C’est pour cela que mars nous inquiète.
C’est pourquoi nous considérons comme extrêmement grave que le pouvoir exécutif soit habilité à attribuer aux forces armées le contrôle de l’ordre public. Aussi grave que le fait que les Forces de l’ordre et de la sécurité ne respectent pas les protocoles et utilisent des armes dissuasives qui portent atteinte à la vie, à l’intégrité des manifestant·e·s et leur infligent des mutilations irréparables. Et il est d’autant plus grave que la responsabilité politique des violations graves, massives et systématiques des droits humains ne soit pas assumée par les responsables.
C’est pour cela que mars nous inquiète.
Malgré les missions d’observation d’organismes internationaux de défense des droits humains et le déploiement acharné des instances nationales, les violations des droits humains se poursuivent. Les récents passages à tabac de manifestant·e·s par des policiers sont des actes très graves qui ne peuvent être résolus par le licenciement des fonctionnaires ayant commis ces actes. L’institution des Carabiniers a été entraînée par les autorités dans une logique répressive qui augmente sa mauvaise réputation et aggrave sa crise. La crise des Carabiniers ne sera surmontée que par une véritable restructuration sur de nouvelles bases et l’incorporation effective d’une nouvelle doctrine dans laquelle le contrôle de l’ordre public va de main avec le plein respect des droits humains.
C’est pour cela que mars nous inquiète.
Nous constatons qu’en dépit des dénonciations, des centaines de griefs et des requêtes de protection présentées devant les tribunaux, les autorités compétentes du pays ne perçoivent pas l’ampleur des événements. Nous sommes informés par la presse de l’achat de davantage de chars policiers et de l’utilisation de nouveaux éléments dont des fusils antiémeutes et que face à la remise en question des méthodes utilisées jusqu’à présent, les réponses visent à rendre les fournisseurs d’armes responsables. Signifiant que l’État et les autorités compétentes n’ont aucune responsabilité dans les décisions d’approvisionnement, de manipulation et d’utilisation des forces de l’ordre.

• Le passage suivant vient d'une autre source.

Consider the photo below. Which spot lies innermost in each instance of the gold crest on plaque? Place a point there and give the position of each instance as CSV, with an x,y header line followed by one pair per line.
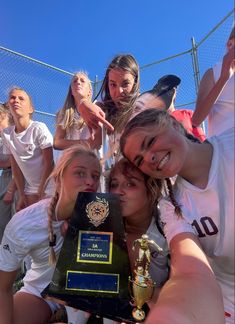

C’est pour cela que mars nous inquiète.
Car nous percevons que les acteurs sociaux se méfient des élites économiques et politiques qui, pendant tant d’années, n’ont pas répondu à leurs attentes de justice sociale. C’est pourquoi nous avons affirmé en son temps que le Pacte pour la paix sociale et une nouvelle Constitution contenaient plus d’ombres que de lumières. Nous percevons également dans la mobilisation sociale et populaire des indignations, des douleurs, des humiliations, mais aussi les rêves et l’espoir d’un Chili plus juste et respectueux de la dignité des peuples qui habitent notre territoire. Et c’est aussi à ces espoirs que nous souscrivons.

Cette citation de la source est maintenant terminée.